European Commission, DG CLIMA

We have conducted several studies for DG CLIMA relating to the European Union’s emissions trading system.   For example, we conducted a study looking at the impact of changes in trading activity on the price formation processes in the European carbon market, the access to the market for retail investors, which included also the access via exchange traded funds (ETFs), the hedging strategies of EU emissions trading system (ETS) compliance entities, and the role played by derivatives and financial entities in the EU ETS.

Danish Energy Regulator (Energistyrelsen)

We looked at how a benchmarking model used to help set price controls by the Energistyrelsen on DSOs might affect the Green Transition.  We looked at the challenges facing DSOs in the Green Transition and what behaviours should be incentivised.  We then looked at how the benchmarking model and wider regulatory framework might affect those incentives.  This included developing a number of worked examples to consider how the benchmarking model might affect incentives to invest in network expansion, faster connections or flexibility solutions. 

Zero Waste Scotland

Europe Economics was engaged by Zero Waste Scotland (ZWS) to estimate how potential efficiency savings in water and energy are likely to be distributed across firms of different sizes and ownership structures in Scotland. The aim was to inform ZWS policy of where to target resource saving initiatives; in particular whether potential savings were sufficiently concentrated among SMEs to warrant specific effort among these.
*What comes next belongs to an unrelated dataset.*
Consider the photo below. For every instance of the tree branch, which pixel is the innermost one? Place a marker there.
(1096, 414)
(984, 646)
We was also engaged by ZWS to estimate the costs and benefits of proposed market restrictions on specific single-use plastic products in Scotland and to analyse the impacts of the restrictions on competition, consumers and Scottish firms.

Citizens Advice UK

We were commissioned by Citizens Advice UK to investigate the mechanisms that could be used to limit or share the financial risk for energy bill payers in the context of highly anticipatory energy infrastructure investments in GB.
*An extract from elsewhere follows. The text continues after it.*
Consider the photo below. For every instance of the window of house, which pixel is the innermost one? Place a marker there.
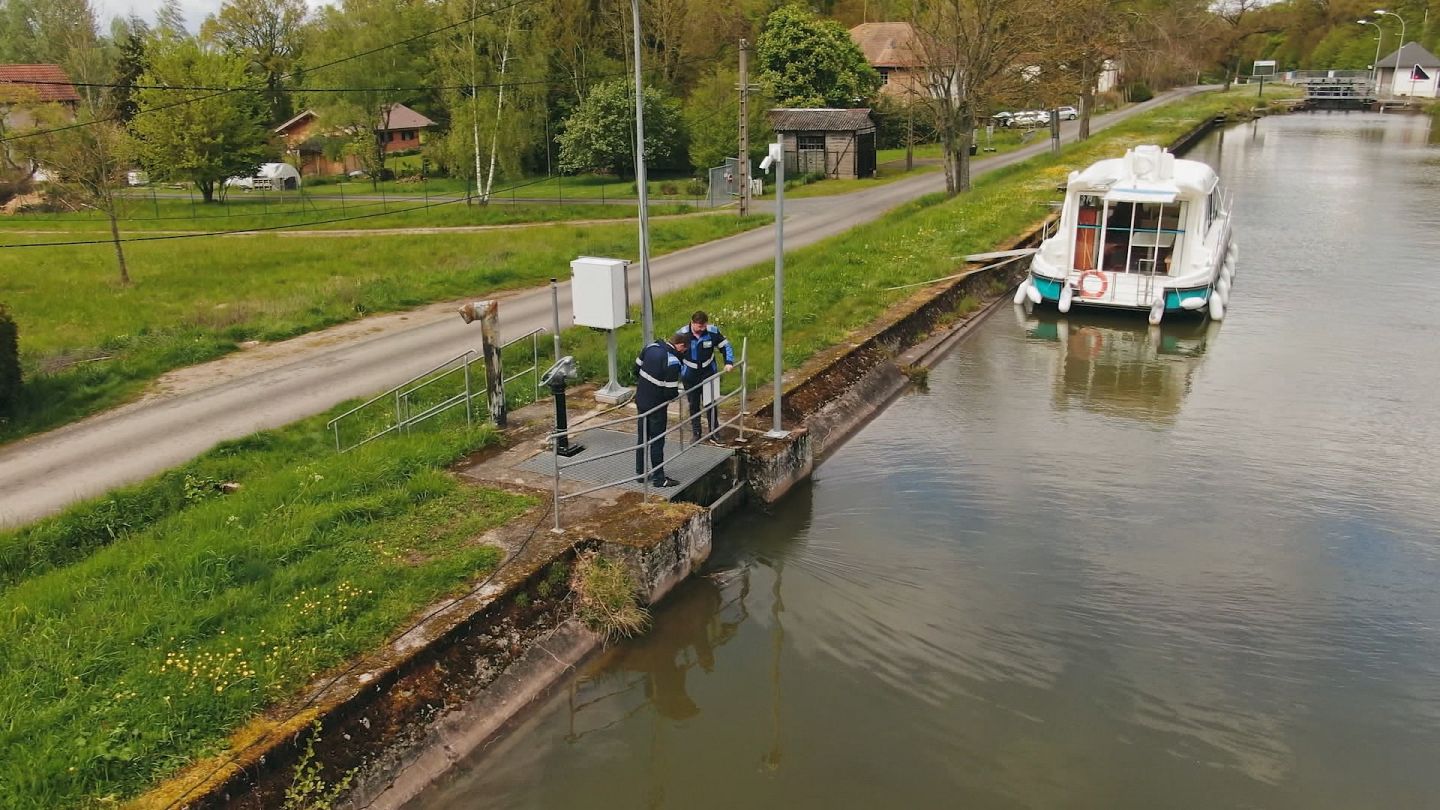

We developed a compendium of risk-allocation tools and, for each, we analysed: the suitability of the mechanism for different types of investments and projects; the extent (and the type) of risk allocated to consumers; the relative advantages and disadvantages of the tool; and how they affect the cost of capital. Each tool also included a case study of the tool being applied in practice.

Difference-in-difference

Relevant for measuring the impacts of changes in regimes/shocks. It uses observational study data of the same units across time and requires that the units (firms, individuals or countries) are divided into treatment and control groups. Difference-in-difference estimates the effect of an intervention by comparing the average change in the outcome variable experienced by the treated group over time to the average change in the outcome variable experienced by the control group.

Stated preference – survey method which is typically used to identify a person’s willingness to pay. Its key advantage is that it enables a monetary value to be placed on certain impacts of a policy or measure.